L'e-reporting accompagne cette révolution numérique. Il implique la transmission à l'administration fiscale de données de transaction complémentaires liées au montant des opérations et à la TVA correspondante. Le calendrier suit celui de l'e-invoicing :

  1. Mise en place pour les grandes entreprises et ETI au 1er septembre 2026
  2. Extension aux PME et micro-entreprises au 1er septembre 2027

Depuis le 1er juillet 2024, les factures doivent obligatoirement comporter quatre nouvelles mentions. Le numéro SIREN ou Siret de l'entreprise doit figurer clairement. L'adresse de livraison devient obligatoire lorsqu'elle diffère de l'adresse de facturation. La nature de l'opération doit être précisée : livraison de biens, prestation de services ou opération mixte. Enfin, pour les entreprises concernées, l'option de paiement de la TVA d'après les débits doit être mentionnée.
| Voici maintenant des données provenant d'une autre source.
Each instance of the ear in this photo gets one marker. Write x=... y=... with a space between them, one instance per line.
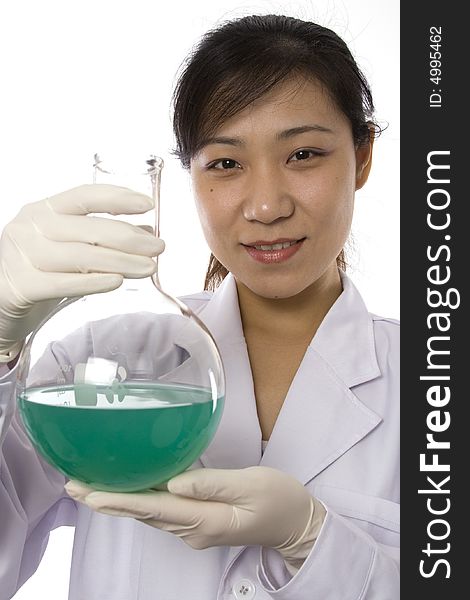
x=364 y=161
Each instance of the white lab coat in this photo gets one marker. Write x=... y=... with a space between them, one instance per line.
x=337 y=433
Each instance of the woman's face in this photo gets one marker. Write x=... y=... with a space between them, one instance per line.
x=274 y=189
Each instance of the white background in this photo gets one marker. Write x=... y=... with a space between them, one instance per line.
x=78 y=77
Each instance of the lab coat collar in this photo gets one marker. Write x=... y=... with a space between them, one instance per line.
x=321 y=418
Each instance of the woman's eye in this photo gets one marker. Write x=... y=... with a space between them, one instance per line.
x=224 y=164
x=304 y=155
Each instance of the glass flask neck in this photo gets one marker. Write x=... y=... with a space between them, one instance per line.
x=145 y=179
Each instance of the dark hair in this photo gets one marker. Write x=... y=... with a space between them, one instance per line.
x=240 y=61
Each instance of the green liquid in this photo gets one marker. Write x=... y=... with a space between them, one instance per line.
x=118 y=446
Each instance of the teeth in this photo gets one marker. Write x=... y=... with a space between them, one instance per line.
x=276 y=246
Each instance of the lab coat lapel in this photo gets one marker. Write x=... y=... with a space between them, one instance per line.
x=321 y=417
x=237 y=442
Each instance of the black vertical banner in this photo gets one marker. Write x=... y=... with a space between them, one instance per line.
x=435 y=269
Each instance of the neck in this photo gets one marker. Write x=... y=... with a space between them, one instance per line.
x=291 y=320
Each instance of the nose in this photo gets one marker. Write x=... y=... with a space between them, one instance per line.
x=267 y=198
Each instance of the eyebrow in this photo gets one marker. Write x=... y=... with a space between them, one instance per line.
x=282 y=135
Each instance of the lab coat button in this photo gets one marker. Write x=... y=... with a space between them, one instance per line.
x=244 y=590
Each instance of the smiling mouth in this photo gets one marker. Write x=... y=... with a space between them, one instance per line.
x=273 y=246
x=277 y=251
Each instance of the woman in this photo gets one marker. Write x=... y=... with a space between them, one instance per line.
x=273 y=119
Une évolution favorable concerne les services à la personne. Depuis le 1er janvier 2025, les entrepreneurs individuels exerçant principalement dans ce secteur ne sont plus contraints à l'exclusivité pour conserver leurs avantages fiscaux. Ils peuvent désormais développer des activités annexes représentant jusqu'à 30% de leur chiffre d'affaires total de l'année précédente.
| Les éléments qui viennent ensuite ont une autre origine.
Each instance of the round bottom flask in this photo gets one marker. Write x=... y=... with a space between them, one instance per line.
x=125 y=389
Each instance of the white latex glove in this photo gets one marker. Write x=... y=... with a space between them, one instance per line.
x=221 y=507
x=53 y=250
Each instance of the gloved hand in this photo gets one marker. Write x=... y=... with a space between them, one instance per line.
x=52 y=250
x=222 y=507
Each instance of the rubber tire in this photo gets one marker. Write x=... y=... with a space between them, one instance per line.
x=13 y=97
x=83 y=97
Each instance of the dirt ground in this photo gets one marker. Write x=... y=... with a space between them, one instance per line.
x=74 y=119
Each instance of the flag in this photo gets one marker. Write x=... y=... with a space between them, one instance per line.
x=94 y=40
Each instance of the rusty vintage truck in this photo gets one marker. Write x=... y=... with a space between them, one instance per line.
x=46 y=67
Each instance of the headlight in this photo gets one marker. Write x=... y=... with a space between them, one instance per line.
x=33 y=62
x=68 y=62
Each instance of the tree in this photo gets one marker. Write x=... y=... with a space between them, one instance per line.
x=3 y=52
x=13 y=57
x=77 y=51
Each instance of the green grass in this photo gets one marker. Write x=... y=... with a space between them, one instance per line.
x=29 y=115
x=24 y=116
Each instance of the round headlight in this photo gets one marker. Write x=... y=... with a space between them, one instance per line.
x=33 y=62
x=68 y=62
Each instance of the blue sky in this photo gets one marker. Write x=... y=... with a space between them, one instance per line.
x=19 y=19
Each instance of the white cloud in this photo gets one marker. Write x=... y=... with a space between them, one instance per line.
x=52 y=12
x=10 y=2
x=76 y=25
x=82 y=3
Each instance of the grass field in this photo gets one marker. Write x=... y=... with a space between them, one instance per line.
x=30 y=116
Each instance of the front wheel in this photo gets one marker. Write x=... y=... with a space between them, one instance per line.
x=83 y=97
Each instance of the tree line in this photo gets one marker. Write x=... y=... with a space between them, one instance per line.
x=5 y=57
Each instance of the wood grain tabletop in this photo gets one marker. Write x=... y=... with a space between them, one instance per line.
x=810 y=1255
Cette souplesse nouvelle permet de diversifier les sources de revenus tout en maintenant le taux de TVA réduit à 10% et le crédit d'impôt pour les clients. Trois conditions encadrent néanmoins cette possibilité :

  1. Respecter le plafond de 30% de chiffre d'affaires pour les activités secondaires
  2. Tenir une comptabilité distincte pour les services à la personne
  3. Déclarer séparément les chiffres d'affaires des activités principales et accessoires sur la plateforme Nova

Le non-respect de ces obligations entraîne la suppression de l'enregistrement de l'activité et la perte des avantages fiscaux correspondants. Cette réforme témoigne d'une volonté d'assouplir le régime tout en maintenant un contrôle strict sur les conditions d'accès aux dispositifs dérogatoires.